Prettier.js is fantastic. I don’t think it does any function remapping right now though, does it? Seems like a better fit for Babel.js, since its whole reason to exist is backwards-compatibility.


> Limited languages that support a single paradigm, and support it well.

Yeah, Python got this right when it said "There should be one obvious way to do it". It's a shame the language seems to have disregarded that part of the "Zen of Python" recently.


Nobody uses OOP in JavaScript imo (because otherwise, just use TypeScript) except when making games.


This link contains the biggest header ad I've ever seen. Is it on purpose? Or is it just on my machine?


Same on my machine. I ended up not reading the article due to the the ads. Generally I'll deal with them to support the content creator, but these were too much for me to deal with.


As a minor note—the exponentiation operator was added in ES2016 / ES7, not ES2015 / ES6. It wouldn’t matter, except you need to tell all your tools (Terser, etc.) that you are using ES2016 or they will throw syntax errors when processing your code.


tldr: If you don't want to scroll down the massive header and repeated statement of the title:

1. Double asterisk is the exponentiation operator.

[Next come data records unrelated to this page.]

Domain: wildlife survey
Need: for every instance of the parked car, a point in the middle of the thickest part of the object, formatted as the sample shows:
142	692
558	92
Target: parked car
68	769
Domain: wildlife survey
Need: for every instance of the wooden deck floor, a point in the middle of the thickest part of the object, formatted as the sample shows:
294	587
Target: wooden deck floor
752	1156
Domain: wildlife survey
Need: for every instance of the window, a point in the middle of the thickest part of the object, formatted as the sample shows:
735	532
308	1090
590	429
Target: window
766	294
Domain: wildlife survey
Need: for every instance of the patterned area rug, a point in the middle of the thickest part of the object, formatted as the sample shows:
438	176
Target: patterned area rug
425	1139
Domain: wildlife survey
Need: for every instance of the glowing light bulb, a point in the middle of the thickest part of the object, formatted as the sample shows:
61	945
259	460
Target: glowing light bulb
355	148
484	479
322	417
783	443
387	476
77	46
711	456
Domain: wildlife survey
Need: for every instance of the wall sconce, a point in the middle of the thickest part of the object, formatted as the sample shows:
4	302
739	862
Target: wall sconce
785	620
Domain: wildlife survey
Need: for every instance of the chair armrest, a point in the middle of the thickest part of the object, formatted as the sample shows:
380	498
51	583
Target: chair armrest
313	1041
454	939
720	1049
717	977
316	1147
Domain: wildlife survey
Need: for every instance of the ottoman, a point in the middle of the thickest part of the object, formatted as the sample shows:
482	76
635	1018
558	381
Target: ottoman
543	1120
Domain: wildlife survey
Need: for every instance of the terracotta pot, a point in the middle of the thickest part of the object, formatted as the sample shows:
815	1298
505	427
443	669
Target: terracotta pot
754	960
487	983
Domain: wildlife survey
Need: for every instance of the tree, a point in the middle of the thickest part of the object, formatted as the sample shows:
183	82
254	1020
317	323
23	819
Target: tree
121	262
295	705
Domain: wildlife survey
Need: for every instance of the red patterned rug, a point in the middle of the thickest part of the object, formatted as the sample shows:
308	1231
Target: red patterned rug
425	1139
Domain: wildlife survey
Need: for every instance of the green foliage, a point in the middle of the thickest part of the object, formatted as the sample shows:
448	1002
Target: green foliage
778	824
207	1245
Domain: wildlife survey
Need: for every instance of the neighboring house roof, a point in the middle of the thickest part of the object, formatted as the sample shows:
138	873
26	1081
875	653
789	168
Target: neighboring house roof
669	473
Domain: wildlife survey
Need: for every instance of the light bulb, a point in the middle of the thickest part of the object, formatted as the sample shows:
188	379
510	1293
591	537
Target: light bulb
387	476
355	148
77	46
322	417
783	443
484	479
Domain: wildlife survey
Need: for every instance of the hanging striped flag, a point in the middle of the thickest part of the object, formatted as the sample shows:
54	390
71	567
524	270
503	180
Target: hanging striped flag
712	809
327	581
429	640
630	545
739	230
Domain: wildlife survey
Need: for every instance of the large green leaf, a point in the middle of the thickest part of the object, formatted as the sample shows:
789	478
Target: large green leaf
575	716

2. _ can be used in numbers, e.g. 1_000_000

Also (and not in the article) both are also true in Python.


Ta


I was expecting this to be about object literal setters (and getters):

  const language = {
    set current(name) {
      this.log.push(name);
    },
    log: []
  };
Supported by browsers for fifteen years now.


Is there a good reason that ^ is not used as an exponent operator in most (all?) languages. Its used in every calculator Ive seen.

2^5 = 32


I speculate that ^ is used for xor in many languages for psychological compatibility with C, which is a very old language.

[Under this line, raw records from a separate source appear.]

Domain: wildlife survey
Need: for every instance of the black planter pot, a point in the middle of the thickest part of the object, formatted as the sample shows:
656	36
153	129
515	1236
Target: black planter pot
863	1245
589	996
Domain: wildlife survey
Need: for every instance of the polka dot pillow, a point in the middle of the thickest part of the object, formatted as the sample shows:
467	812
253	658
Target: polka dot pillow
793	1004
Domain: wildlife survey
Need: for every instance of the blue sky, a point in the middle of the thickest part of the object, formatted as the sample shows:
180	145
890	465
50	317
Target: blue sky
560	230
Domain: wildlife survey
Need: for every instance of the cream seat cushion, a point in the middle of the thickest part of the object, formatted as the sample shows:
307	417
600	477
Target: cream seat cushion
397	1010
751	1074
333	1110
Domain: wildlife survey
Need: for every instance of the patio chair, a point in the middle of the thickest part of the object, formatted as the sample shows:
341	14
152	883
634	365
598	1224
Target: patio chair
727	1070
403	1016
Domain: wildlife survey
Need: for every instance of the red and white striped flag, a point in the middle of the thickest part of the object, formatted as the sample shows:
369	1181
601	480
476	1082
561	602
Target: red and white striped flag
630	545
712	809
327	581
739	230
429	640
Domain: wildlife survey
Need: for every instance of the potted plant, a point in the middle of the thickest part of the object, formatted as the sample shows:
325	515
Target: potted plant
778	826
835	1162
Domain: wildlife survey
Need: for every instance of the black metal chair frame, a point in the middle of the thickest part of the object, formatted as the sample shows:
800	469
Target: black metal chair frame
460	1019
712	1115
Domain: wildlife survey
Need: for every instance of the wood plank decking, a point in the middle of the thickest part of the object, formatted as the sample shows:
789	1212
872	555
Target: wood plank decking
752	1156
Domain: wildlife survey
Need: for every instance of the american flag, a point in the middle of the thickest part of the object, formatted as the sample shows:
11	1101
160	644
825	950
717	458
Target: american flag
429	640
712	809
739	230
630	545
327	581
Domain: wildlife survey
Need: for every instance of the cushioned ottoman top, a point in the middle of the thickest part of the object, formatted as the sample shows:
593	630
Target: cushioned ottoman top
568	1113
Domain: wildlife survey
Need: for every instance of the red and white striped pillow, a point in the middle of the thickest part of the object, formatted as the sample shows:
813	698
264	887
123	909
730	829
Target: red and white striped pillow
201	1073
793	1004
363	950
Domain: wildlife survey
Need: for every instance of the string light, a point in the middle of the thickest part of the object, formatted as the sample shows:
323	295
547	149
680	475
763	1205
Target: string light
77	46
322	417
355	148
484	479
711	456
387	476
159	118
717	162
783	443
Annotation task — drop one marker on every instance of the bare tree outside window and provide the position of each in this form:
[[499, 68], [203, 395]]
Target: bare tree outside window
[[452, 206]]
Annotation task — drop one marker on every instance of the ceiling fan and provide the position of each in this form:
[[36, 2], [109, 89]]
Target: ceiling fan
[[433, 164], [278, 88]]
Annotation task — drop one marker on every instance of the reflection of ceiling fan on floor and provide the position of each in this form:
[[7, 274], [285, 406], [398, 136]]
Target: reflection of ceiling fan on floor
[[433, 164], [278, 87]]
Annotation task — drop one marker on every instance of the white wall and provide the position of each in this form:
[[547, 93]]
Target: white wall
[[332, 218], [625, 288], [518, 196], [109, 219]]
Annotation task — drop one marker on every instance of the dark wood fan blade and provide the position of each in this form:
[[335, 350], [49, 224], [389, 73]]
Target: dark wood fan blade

In SageMath, which uses a lightweight preparser on top of Python, I made it automatically convert ^ to , since otherwise mathematicians, who are used to LaTeX, would be very confused (I remember realizing this during a tutorial at Pycon in 2005).


C doesn't have an exponentiation operator, and instead uses `^` to mean XOR. Other languages have copied that meaning of `^` and hence need to use something different for exponentiation.

However, Lua is one language that does use `^` for exponentiation (its XOR operator is `~`).


Yes, it's often used for a XOR operation (bitwise exclusive or).


Could someone edit the title? As it stands it could be about literally any two features of JavaScript.